Australia’s IPO market started to pick up in the second half of 2013 after a five-year drought following the global financial crisis. In the year to date, 30 IPOs have been announced with 28 of them already priced, while the same period last year saw 22 IPOs announced and 19 of them priced, according to Bloomberg data.

“There is a bit of deal fatigue, with so many going on at the same time. It’s hard to digest all the information accurately and process,” says Rob Tucker, a fund manager at S.G. Hiscock & Co.

“Broadly speaking, the earlier ones get better support and the latter ones start to struggle,” he says.

New Zealand’s equipment-rental firm Hirepool shelved a $NZ262m ($A243.9m) IPO plan on Tuesday over concern from institutional investors that on-market support for the stock wouldn't be strong enough.

Australian private equity firm Next Capital decided to retain control as it could not get the price it wanted, a source close to the matter told Data Room. It is understood there was not enough support from local institutions for the company.

Another fund manager, Chris Kimber from Kimber Capital, says he has also experienced “fatigue” with the busy flow of deals.

“I have to be pretty convinced that it’s got to be exciting to get on board,” he says.
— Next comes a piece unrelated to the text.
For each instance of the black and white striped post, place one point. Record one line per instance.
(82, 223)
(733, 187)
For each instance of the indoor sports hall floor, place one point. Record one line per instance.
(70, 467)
“All of a sudden if somebody gets a good price and lists well, then three other guys will say: maybe we should do it. Now welcome to the party, when they get there they find the market doesn’t want to pay them what they paid for their competitor six months ago,” he adds.

The lack of support also leads to a disappointing ASX performance for some stocks. Last Monday, fashion retailer and wholesaler PAS Group dropped 16 per cent from its listing price on the first day of trade. It’s now trading at $0.98, still 17 cents lower than the issue price. Hotel group Mantra also traded below its issue price of $1.80.

Fund managers feel they may have missed out on some good opportunities among the flood of deals. Mr Tucker says in the last month he only participated in Monash IVF, a fertility services company which debuts on the ASX tomorrow.

“We’ve actually let most of them pass. Not sure if it’s the right strategy, because some of them made good money,” he says.

It’s difficult for fund managers to discern good buying opportunities when they have been offered so many deals, says Mr Kimber.

Others argue it all depends on the quality of the company itself and the pricing, rather than whether the market is overcrowded.

John McClean, head of capital markets origination at Citi, says he has not seen any sign of so-called “deal fatigue” in the market. Citi is one of the joint lead managers for Asaleo Care, the toilet paper maker, which raised $656m in the year’s second biggest IPO and lists on Friday.

“We are not seeing any sign of that. I guess at the end of the day (for) the professional money managers the mandate is to look at investment opportunities, whether they are existing companies or new companies. I don’t anticipate any challenges with fatigue in the market place,” he said.